Es ist falsch, immer nur dann von einer agrarpolitischen Wende zu reden, wenn eine Krise auftritt. Das Tiermehl wurde bis 1998 nicht verboten, und es wurde auch nach 1998 nicht verboten, und das war falsch. Im Jahre 2000 wurde es endlich verboten, und das war zu spät. Wer von Ihnen hätte denn daran gedacht, dass es notwendig ist, auch die Tiermehlverfütterung an Reh und Hirsch im Wald zu verbieten? Wer von Ihnen, der sich im Gasthaus

einen Hirschbraten bestellt, hätte angenommen, dass auch Hirsche im Wald von unseren Jägern mit Tiermehl gefüttert werden könnten, wie es offensichtlich Praxis ist; denn sonst hätte der Minister die Verfütterung von Tiermehl an wildlebende Tiere nicht verbieten müssen. So weit sind wir gekommen. Wir alle müssen anders handeln als bisher.

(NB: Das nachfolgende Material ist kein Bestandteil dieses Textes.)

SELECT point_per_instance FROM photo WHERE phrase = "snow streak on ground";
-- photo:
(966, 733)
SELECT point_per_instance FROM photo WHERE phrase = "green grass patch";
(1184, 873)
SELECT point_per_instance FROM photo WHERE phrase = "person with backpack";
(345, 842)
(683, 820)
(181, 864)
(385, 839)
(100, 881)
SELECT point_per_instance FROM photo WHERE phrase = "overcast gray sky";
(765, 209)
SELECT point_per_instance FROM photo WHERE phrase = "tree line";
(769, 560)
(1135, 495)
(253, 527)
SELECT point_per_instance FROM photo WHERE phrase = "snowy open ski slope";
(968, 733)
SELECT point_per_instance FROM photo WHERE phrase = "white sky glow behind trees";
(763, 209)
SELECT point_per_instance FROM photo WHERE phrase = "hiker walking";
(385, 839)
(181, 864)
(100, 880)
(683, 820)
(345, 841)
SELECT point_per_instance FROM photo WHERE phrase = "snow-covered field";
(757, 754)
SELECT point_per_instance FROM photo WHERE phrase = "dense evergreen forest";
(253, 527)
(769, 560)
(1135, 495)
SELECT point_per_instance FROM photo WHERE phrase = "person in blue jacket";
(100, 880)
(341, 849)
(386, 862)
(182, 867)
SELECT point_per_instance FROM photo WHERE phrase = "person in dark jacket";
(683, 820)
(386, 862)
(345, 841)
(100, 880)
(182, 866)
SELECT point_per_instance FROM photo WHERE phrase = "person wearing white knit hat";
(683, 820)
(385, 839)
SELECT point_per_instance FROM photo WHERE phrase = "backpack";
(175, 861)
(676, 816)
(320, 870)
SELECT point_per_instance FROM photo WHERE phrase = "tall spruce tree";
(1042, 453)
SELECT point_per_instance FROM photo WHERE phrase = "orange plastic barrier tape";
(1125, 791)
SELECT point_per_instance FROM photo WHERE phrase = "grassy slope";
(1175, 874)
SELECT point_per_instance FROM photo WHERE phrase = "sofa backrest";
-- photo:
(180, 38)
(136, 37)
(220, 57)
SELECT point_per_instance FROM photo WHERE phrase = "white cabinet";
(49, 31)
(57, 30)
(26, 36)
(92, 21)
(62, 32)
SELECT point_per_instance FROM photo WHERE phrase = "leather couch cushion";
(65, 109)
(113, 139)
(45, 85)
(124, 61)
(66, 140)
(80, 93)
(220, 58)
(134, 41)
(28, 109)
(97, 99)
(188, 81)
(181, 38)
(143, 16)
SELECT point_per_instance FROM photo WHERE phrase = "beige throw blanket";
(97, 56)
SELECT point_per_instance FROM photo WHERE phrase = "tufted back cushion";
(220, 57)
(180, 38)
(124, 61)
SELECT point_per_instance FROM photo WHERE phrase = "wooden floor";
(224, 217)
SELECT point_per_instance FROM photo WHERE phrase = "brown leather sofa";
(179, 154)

Was können wir in Bayern in dieser Frage überhaupt tun? Wir müssen uns mit der Agrarpolitik auf allen Ebenen auseinander setzen, von der WTO angefangen bis hin zum Bauernhof. Die WTO-Position der Europäischen Union muss einheitlich sein. In der nächsten WTORunde, die jetzt läuft, müssen wir die Forderung anmelden, zusätzlich zu den bisherigen gesundheitlichen Standards auch ökologische, soziale, ethische, tierschützerische und kulturelle Standards in den einzelnen Ländern zu ermöglichen, und damit die einzelnen Länder langfristig gemäß diesen Standards schützen. Uns muss es erlaubt sein, Hormonfleisch in Europa zu verbieten. Uns muss es erlaubt sein, BST-erzeugte Ware in Europa zu verbieten. Uns muss es erlaubt sein, antibiotische Wachstumsförderer in Europa innerhalb der WTORegeln zu verbieten.